TypeError: 'ellipsis' object is not iterable

b) Finish the implementation below of the Expectation-Maximization Algorithm. Only use methods that have been imported in the cell. Visualize the output of your code by plotting the original mixture distribution curves and the ones learned by the EM algorithm. (15pts)

In [None]:
from scipy.stats import norm
from numpy import array, argmax
import matplotlib.pyplot as plt
from sklearn.cluster import KMeans

def gmm_init(k, dataset):
    kmeans = KMeans(k, init='k-means++').fit(X=array(dataset).reshape(-1, 1))
    gmm_params = []
    ...
    return gmm_params


def compute_gmm(k, dataset, probs):
    '''
        Compute P(C_j), mean_j, var_j
    '''
    gmm_params = []
    ...
    return gmm_params


def compute_probs(k, dataset, gmm_params):
    '''
        For all x_i in dataset, compute P(C_j | X_i)
        = P(X_i | C_j)P(C_j) / P(X_i) for all C_j
        return the list of lists of all P(C_j | X_i)
        for all x_i in dataset.
    '''
    probs = []
    ...
    return probs


def expectation_maximization(k, dataset, iterations):
    '''
        Repeat for a set number of iterations.
    '''
    gmm_params = gmm_init(k, dataset)
    for _ in range(iterations):
        # expectation step
        probs = compute_probs(k, dataset, gmm_params)

        # maximization step
        gmm_params = compute_gmm(k, dataset, probs)

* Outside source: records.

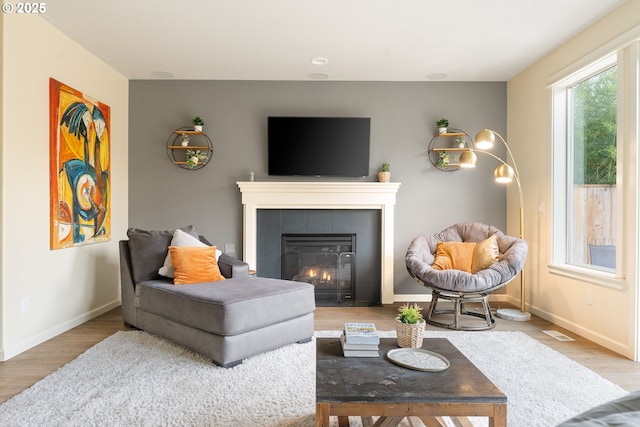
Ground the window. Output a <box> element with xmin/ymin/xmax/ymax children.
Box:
<box><xmin>567</xmin><ymin>65</ymin><xmax>618</xmax><ymax>270</ymax></box>
<box><xmin>553</xmin><ymin>54</ymin><xmax>620</xmax><ymax>273</ymax></box>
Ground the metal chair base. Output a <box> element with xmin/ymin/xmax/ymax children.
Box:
<box><xmin>425</xmin><ymin>289</ymin><xmax>496</xmax><ymax>331</ymax></box>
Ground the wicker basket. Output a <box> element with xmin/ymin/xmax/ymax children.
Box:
<box><xmin>396</xmin><ymin>317</ymin><xmax>426</xmax><ymax>348</ymax></box>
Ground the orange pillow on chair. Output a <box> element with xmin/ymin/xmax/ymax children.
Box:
<box><xmin>433</xmin><ymin>242</ymin><xmax>476</xmax><ymax>273</ymax></box>
<box><xmin>169</xmin><ymin>246</ymin><xmax>225</xmax><ymax>285</ymax></box>
<box><xmin>471</xmin><ymin>234</ymin><xmax>500</xmax><ymax>274</ymax></box>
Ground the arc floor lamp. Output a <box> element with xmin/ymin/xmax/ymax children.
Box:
<box><xmin>460</xmin><ymin>129</ymin><xmax>531</xmax><ymax>322</ymax></box>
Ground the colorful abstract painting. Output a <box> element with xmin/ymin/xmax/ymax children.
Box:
<box><xmin>49</xmin><ymin>79</ymin><xmax>111</xmax><ymax>249</ymax></box>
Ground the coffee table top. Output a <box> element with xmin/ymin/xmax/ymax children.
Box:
<box><xmin>316</xmin><ymin>338</ymin><xmax>507</xmax><ymax>403</ymax></box>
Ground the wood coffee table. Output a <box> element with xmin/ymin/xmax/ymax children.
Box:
<box><xmin>316</xmin><ymin>338</ymin><xmax>507</xmax><ymax>427</ymax></box>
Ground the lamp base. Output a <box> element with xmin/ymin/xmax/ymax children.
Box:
<box><xmin>496</xmin><ymin>308</ymin><xmax>531</xmax><ymax>322</ymax></box>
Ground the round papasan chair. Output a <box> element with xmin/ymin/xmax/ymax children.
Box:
<box><xmin>405</xmin><ymin>222</ymin><xmax>527</xmax><ymax>330</ymax></box>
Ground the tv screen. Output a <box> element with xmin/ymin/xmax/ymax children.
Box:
<box><xmin>268</xmin><ymin>117</ymin><xmax>371</xmax><ymax>177</ymax></box>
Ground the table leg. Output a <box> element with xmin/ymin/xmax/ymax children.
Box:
<box><xmin>489</xmin><ymin>404</ymin><xmax>507</xmax><ymax>427</ymax></box>
<box><xmin>316</xmin><ymin>403</ymin><xmax>331</xmax><ymax>427</ymax></box>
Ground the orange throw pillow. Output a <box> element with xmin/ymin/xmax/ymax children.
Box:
<box><xmin>169</xmin><ymin>246</ymin><xmax>225</xmax><ymax>285</ymax></box>
<box><xmin>433</xmin><ymin>242</ymin><xmax>476</xmax><ymax>273</ymax></box>
<box><xmin>471</xmin><ymin>234</ymin><xmax>500</xmax><ymax>274</ymax></box>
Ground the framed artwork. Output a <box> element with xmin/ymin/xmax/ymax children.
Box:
<box><xmin>49</xmin><ymin>79</ymin><xmax>111</xmax><ymax>249</ymax></box>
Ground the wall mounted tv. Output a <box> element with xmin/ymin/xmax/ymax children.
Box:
<box><xmin>268</xmin><ymin>117</ymin><xmax>371</xmax><ymax>177</ymax></box>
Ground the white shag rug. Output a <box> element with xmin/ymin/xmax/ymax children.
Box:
<box><xmin>0</xmin><ymin>331</ymin><xmax>626</xmax><ymax>427</ymax></box>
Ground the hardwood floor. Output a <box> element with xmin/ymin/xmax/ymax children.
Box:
<box><xmin>0</xmin><ymin>304</ymin><xmax>640</xmax><ymax>402</ymax></box>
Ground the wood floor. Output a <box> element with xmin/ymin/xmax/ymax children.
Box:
<box><xmin>0</xmin><ymin>305</ymin><xmax>640</xmax><ymax>402</ymax></box>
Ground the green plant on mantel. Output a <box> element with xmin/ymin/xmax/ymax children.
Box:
<box><xmin>398</xmin><ymin>303</ymin><xmax>423</xmax><ymax>324</ymax></box>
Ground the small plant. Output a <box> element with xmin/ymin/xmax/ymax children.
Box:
<box><xmin>398</xmin><ymin>303</ymin><xmax>422</xmax><ymax>324</ymax></box>
<box><xmin>436</xmin><ymin>119</ymin><xmax>449</xmax><ymax>128</ymax></box>
<box><xmin>187</xmin><ymin>148</ymin><xmax>207</xmax><ymax>169</ymax></box>
<box><xmin>438</xmin><ymin>151</ymin><xmax>451</xmax><ymax>167</ymax></box>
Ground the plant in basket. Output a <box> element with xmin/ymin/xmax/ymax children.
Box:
<box><xmin>396</xmin><ymin>303</ymin><xmax>426</xmax><ymax>348</ymax></box>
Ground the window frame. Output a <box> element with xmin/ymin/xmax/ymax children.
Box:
<box><xmin>548</xmin><ymin>51</ymin><xmax>626</xmax><ymax>289</ymax></box>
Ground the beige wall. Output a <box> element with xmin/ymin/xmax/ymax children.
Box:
<box><xmin>0</xmin><ymin>14</ymin><xmax>128</xmax><ymax>360</ymax></box>
<box><xmin>507</xmin><ymin>1</ymin><xmax>640</xmax><ymax>359</ymax></box>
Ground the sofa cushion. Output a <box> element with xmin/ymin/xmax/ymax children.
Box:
<box><xmin>169</xmin><ymin>246</ymin><xmax>225</xmax><ymax>285</ymax></box>
<box><xmin>158</xmin><ymin>228</ymin><xmax>222</xmax><ymax>278</ymax></box>
<box><xmin>136</xmin><ymin>277</ymin><xmax>315</xmax><ymax>335</ymax></box>
<box><xmin>127</xmin><ymin>225</ymin><xmax>198</xmax><ymax>283</ymax></box>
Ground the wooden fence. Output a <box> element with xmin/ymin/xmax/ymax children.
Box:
<box><xmin>572</xmin><ymin>185</ymin><xmax>617</xmax><ymax>264</ymax></box>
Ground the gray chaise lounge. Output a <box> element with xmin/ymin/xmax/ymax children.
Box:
<box><xmin>120</xmin><ymin>229</ymin><xmax>315</xmax><ymax>367</ymax></box>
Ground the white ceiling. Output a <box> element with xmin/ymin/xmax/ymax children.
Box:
<box><xmin>42</xmin><ymin>0</ymin><xmax>624</xmax><ymax>81</ymax></box>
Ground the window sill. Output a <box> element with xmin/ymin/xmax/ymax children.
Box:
<box><xmin>547</xmin><ymin>264</ymin><xmax>627</xmax><ymax>291</ymax></box>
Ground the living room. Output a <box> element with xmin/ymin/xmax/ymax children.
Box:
<box><xmin>0</xmin><ymin>0</ymin><xmax>640</xmax><ymax>422</ymax></box>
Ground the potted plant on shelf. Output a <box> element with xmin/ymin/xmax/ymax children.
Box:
<box><xmin>187</xmin><ymin>148</ymin><xmax>207</xmax><ymax>169</ymax></box>
<box><xmin>436</xmin><ymin>119</ymin><xmax>449</xmax><ymax>133</ymax></box>
<box><xmin>378</xmin><ymin>163</ymin><xmax>391</xmax><ymax>182</ymax></box>
<box><xmin>396</xmin><ymin>303</ymin><xmax>426</xmax><ymax>348</ymax></box>
<box><xmin>191</xmin><ymin>116</ymin><xmax>204</xmax><ymax>132</ymax></box>
<box><xmin>438</xmin><ymin>151</ymin><xmax>451</xmax><ymax>168</ymax></box>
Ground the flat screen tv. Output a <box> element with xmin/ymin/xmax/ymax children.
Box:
<box><xmin>268</xmin><ymin>117</ymin><xmax>371</xmax><ymax>177</ymax></box>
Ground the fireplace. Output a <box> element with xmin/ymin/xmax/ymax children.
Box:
<box><xmin>237</xmin><ymin>181</ymin><xmax>400</xmax><ymax>304</ymax></box>
<box><xmin>281</xmin><ymin>234</ymin><xmax>356</xmax><ymax>306</ymax></box>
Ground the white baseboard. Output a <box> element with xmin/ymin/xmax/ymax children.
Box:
<box><xmin>527</xmin><ymin>306</ymin><xmax>634</xmax><ymax>360</ymax></box>
<box><xmin>0</xmin><ymin>300</ymin><xmax>121</xmax><ymax>361</ymax></box>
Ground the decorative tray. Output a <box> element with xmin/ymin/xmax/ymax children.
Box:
<box><xmin>387</xmin><ymin>348</ymin><xmax>449</xmax><ymax>372</ymax></box>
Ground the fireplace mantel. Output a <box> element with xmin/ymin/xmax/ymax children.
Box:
<box><xmin>237</xmin><ymin>181</ymin><xmax>400</xmax><ymax>304</ymax></box>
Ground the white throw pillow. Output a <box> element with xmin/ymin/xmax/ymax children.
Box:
<box><xmin>158</xmin><ymin>229</ymin><xmax>222</xmax><ymax>278</ymax></box>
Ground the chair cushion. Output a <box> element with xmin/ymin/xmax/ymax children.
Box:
<box><xmin>471</xmin><ymin>234</ymin><xmax>500</xmax><ymax>273</ymax></box>
<box><xmin>158</xmin><ymin>228</ymin><xmax>222</xmax><ymax>278</ymax></box>
<box><xmin>169</xmin><ymin>246</ymin><xmax>225</xmax><ymax>285</ymax></box>
<box><xmin>405</xmin><ymin>223</ymin><xmax>527</xmax><ymax>292</ymax></box>
<box><xmin>136</xmin><ymin>277</ymin><xmax>315</xmax><ymax>335</ymax></box>
<box><xmin>127</xmin><ymin>225</ymin><xmax>198</xmax><ymax>283</ymax></box>
<box><xmin>433</xmin><ymin>242</ymin><xmax>476</xmax><ymax>273</ymax></box>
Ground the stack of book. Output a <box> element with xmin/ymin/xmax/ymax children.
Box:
<box><xmin>340</xmin><ymin>323</ymin><xmax>380</xmax><ymax>357</ymax></box>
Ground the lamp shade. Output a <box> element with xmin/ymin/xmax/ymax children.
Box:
<box><xmin>474</xmin><ymin>129</ymin><xmax>496</xmax><ymax>150</ymax></box>
<box><xmin>493</xmin><ymin>164</ymin><xmax>516</xmax><ymax>184</ymax></box>
<box><xmin>460</xmin><ymin>150</ymin><xmax>478</xmax><ymax>168</ymax></box>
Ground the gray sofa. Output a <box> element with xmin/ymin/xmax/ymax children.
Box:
<box><xmin>119</xmin><ymin>226</ymin><xmax>315</xmax><ymax>367</ymax></box>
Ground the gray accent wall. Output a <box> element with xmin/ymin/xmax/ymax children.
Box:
<box><xmin>129</xmin><ymin>80</ymin><xmax>507</xmax><ymax>294</ymax></box>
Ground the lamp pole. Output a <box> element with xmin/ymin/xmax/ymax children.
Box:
<box><xmin>469</xmin><ymin>129</ymin><xmax>531</xmax><ymax>321</ymax></box>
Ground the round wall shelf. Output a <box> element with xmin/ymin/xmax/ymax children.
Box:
<box><xmin>427</xmin><ymin>129</ymin><xmax>473</xmax><ymax>172</ymax></box>
<box><xmin>167</xmin><ymin>127</ymin><xmax>213</xmax><ymax>170</ymax></box>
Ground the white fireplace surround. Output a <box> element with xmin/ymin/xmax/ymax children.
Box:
<box><xmin>237</xmin><ymin>181</ymin><xmax>400</xmax><ymax>304</ymax></box>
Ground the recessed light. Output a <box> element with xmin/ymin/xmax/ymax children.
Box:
<box><xmin>307</xmin><ymin>73</ymin><xmax>331</xmax><ymax>80</ymax></box>
<box><xmin>427</xmin><ymin>73</ymin><xmax>449</xmax><ymax>80</ymax></box>
<box><xmin>309</xmin><ymin>56</ymin><xmax>329</xmax><ymax>65</ymax></box>
<box><xmin>151</xmin><ymin>71</ymin><xmax>175</xmax><ymax>79</ymax></box>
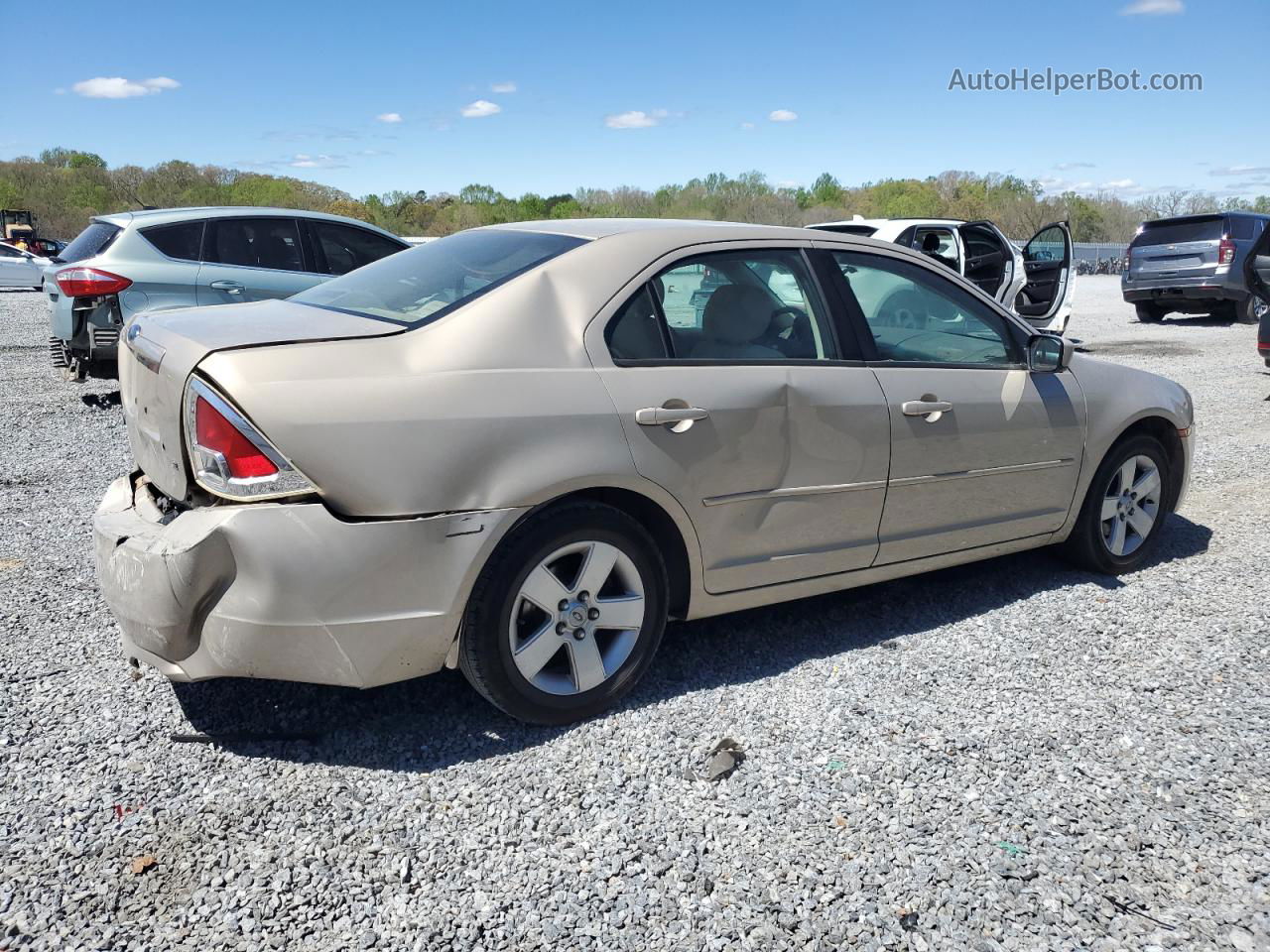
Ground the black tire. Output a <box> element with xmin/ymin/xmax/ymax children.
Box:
<box><xmin>458</xmin><ymin>502</ymin><xmax>668</xmax><ymax>724</ymax></box>
<box><xmin>1062</xmin><ymin>434</ymin><xmax>1174</xmax><ymax>575</ymax></box>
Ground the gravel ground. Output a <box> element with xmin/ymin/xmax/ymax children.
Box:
<box><xmin>0</xmin><ymin>277</ymin><xmax>1270</xmax><ymax>952</ymax></box>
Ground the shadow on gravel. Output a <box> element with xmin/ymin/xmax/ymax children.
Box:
<box><xmin>172</xmin><ymin>516</ymin><xmax>1211</xmax><ymax>772</ymax></box>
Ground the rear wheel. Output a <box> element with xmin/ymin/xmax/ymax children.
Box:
<box><xmin>458</xmin><ymin>503</ymin><xmax>667</xmax><ymax>724</ymax></box>
<box><xmin>1230</xmin><ymin>295</ymin><xmax>1270</xmax><ymax>323</ymax></box>
<box><xmin>1063</xmin><ymin>434</ymin><xmax>1170</xmax><ymax>575</ymax></box>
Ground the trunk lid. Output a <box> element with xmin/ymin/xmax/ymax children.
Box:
<box><xmin>1129</xmin><ymin>214</ymin><xmax>1225</xmax><ymax>281</ymax></box>
<box><xmin>119</xmin><ymin>300</ymin><xmax>403</xmax><ymax>500</ymax></box>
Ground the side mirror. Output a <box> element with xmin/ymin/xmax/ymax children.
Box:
<box><xmin>1028</xmin><ymin>334</ymin><xmax>1076</xmax><ymax>373</ymax></box>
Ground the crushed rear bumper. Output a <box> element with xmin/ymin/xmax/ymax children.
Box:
<box><xmin>94</xmin><ymin>473</ymin><xmax>523</xmax><ymax>688</ymax></box>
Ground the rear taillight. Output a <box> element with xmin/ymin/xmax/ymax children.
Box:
<box><xmin>186</xmin><ymin>377</ymin><xmax>314</xmax><ymax>499</ymax></box>
<box><xmin>194</xmin><ymin>398</ymin><xmax>278</xmax><ymax>480</ymax></box>
<box><xmin>56</xmin><ymin>268</ymin><xmax>132</xmax><ymax>298</ymax></box>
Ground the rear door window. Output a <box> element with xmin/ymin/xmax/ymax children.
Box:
<box><xmin>141</xmin><ymin>221</ymin><xmax>203</xmax><ymax>262</ymax></box>
<box><xmin>309</xmin><ymin>219</ymin><xmax>403</xmax><ymax>274</ymax></box>
<box><xmin>59</xmin><ymin>221</ymin><xmax>123</xmax><ymax>262</ymax></box>
<box><xmin>205</xmin><ymin>218</ymin><xmax>305</xmax><ymax>272</ymax></box>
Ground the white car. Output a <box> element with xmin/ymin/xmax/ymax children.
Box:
<box><xmin>808</xmin><ymin>214</ymin><xmax>1072</xmax><ymax>334</ymax></box>
<box><xmin>0</xmin><ymin>242</ymin><xmax>49</xmax><ymax>291</ymax></box>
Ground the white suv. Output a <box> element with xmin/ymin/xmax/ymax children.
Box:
<box><xmin>808</xmin><ymin>214</ymin><xmax>1072</xmax><ymax>334</ymax></box>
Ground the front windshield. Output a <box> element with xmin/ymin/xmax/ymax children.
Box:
<box><xmin>291</xmin><ymin>228</ymin><xmax>585</xmax><ymax>327</ymax></box>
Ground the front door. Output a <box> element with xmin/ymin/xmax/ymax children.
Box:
<box><xmin>588</xmin><ymin>246</ymin><xmax>889</xmax><ymax>593</ymax></box>
<box><xmin>195</xmin><ymin>218</ymin><xmax>325</xmax><ymax>304</ymax></box>
<box><xmin>831</xmin><ymin>251</ymin><xmax>1084</xmax><ymax>563</ymax></box>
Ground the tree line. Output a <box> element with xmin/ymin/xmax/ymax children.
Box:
<box><xmin>0</xmin><ymin>147</ymin><xmax>1270</xmax><ymax>241</ymax></box>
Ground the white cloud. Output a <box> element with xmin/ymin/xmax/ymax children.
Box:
<box><xmin>461</xmin><ymin>99</ymin><xmax>503</xmax><ymax>119</ymax></box>
<box><xmin>604</xmin><ymin>109</ymin><xmax>666</xmax><ymax>130</ymax></box>
<box><xmin>71</xmin><ymin>76</ymin><xmax>181</xmax><ymax>99</ymax></box>
<box><xmin>1120</xmin><ymin>0</ymin><xmax>1187</xmax><ymax>17</ymax></box>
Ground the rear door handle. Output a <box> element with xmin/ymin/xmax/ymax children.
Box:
<box><xmin>899</xmin><ymin>395</ymin><xmax>952</xmax><ymax>422</ymax></box>
<box><xmin>635</xmin><ymin>407</ymin><xmax>710</xmax><ymax>426</ymax></box>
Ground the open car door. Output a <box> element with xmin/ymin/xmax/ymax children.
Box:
<box><xmin>957</xmin><ymin>221</ymin><xmax>1025</xmax><ymax>307</ymax></box>
<box><xmin>1015</xmin><ymin>221</ymin><xmax>1072</xmax><ymax>334</ymax></box>
<box><xmin>1243</xmin><ymin>228</ymin><xmax>1270</xmax><ymax>367</ymax></box>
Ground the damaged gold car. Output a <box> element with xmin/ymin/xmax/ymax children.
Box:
<box><xmin>95</xmin><ymin>219</ymin><xmax>1194</xmax><ymax>722</ymax></box>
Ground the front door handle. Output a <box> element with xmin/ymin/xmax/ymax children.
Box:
<box><xmin>899</xmin><ymin>394</ymin><xmax>952</xmax><ymax>422</ymax></box>
<box><xmin>635</xmin><ymin>407</ymin><xmax>710</xmax><ymax>426</ymax></box>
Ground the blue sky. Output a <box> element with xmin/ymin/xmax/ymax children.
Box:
<box><xmin>0</xmin><ymin>0</ymin><xmax>1270</xmax><ymax>198</ymax></box>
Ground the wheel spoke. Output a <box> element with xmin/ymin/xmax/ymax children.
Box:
<box><xmin>1120</xmin><ymin>457</ymin><xmax>1138</xmax><ymax>493</ymax></box>
<box><xmin>1129</xmin><ymin>507</ymin><xmax>1156</xmax><ymax>538</ymax></box>
<box><xmin>595</xmin><ymin>595</ymin><xmax>644</xmax><ymax>630</ymax></box>
<box><xmin>512</xmin><ymin>623</ymin><xmax>560</xmax><ymax>680</ymax></box>
<box><xmin>574</xmin><ymin>542</ymin><xmax>617</xmax><ymax>598</ymax></box>
<box><xmin>521</xmin><ymin>565</ymin><xmax>569</xmax><ymax>615</ymax></box>
<box><xmin>1133</xmin><ymin>468</ymin><xmax>1160</xmax><ymax>502</ymax></box>
<box><xmin>1107</xmin><ymin>520</ymin><xmax>1125</xmax><ymax>554</ymax></box>
<box><xmin>567</xmin><ymin>635</ymin><xmax>607</xmax><ymax>692</ymax></box>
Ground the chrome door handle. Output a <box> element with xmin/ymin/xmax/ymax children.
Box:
<box><xmin>899</xmin><ymin>394</ymin><xmax>952</xmax><ymax>422</ymax></box>
<box><xmin>635</xmin><ymin>407</ymin><xmax>710</xmax><ymax>426</ymax></box>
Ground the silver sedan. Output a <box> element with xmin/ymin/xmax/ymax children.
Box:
<box><xmin>95</xmin><ymin>219</ymin><xmax>1194</xmax><ymax>722</ymax></box>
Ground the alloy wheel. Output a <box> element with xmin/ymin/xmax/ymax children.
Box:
<box><xmin>508</xmin><ymin>540</ymin><xmax>645</xmax><ymax>695</ymax></box>
<box><xmin>1101</xmin><ymin>456</ymin><xmax>1163</xmax><ymax>558</ymax></box>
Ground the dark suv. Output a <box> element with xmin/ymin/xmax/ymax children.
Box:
<box><xmin>1120</xmin><ymin>212</ymin><xmax>1270</xmax><ymax>323</ymax></box>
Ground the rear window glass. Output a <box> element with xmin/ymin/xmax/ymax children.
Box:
<box><xmin>1133</xmin><ymin>218</ymin><xmax>1223</xmax><ymax>248</ymax></box>
<box><xmin>141</xmin><ymin>221</ymin><xmax>203</xmax><ymax>262</ymax></box>
<box><xmin>291</xmin><ymin>230</ymin><xmax>585</xmax><ymax>327</ymax></box>
<box><xmin>59</xmin><ymin>221</ymin><xmax>122</xmax><ymax>262</ymax></box>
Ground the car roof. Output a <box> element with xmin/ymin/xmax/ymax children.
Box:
<box><xmin>92</xmin><ymin>204</ymin><xmax>401</xmax><ymax>241</ymax></box>
<box><xmin>486</xmin><ymin>218</ymin><xmax>848</xmax><ymax>245</ymax></box>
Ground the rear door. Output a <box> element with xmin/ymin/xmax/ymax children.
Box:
<box><xmin>830</xmin><ymin>250</ymin><xmax>1084</xmax><ymax>565</ymax></box>
<box><xmin>195</xmin><ymin>217</ymin><xmax>329</xmax><ymax>304</ymax></box>
<box><xmin>1013</xmin><ymin>221</ymin><xmax>1072</xmax><ymax>331</ymax></box>
<box><xmin>1129</xmin><ymin>214</ymin><xmax>1225</xmax><ymax>281</ymax></box>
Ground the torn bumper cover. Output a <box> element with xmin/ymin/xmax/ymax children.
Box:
<box><xmin>92</xmin><ymin>473</ymin><xmax>523</xmax><ymax>688</ymax></box>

    return probs, gmm_params

Notes:

1. your code should work with any number of components, each with reasonable parameters.
2. your code should work for 1 to about 5 iterations of the EM algorithm. It may not work for iterations over 10 because the math we are doing may overflow and create `nans` - that's ok / don't worry about it.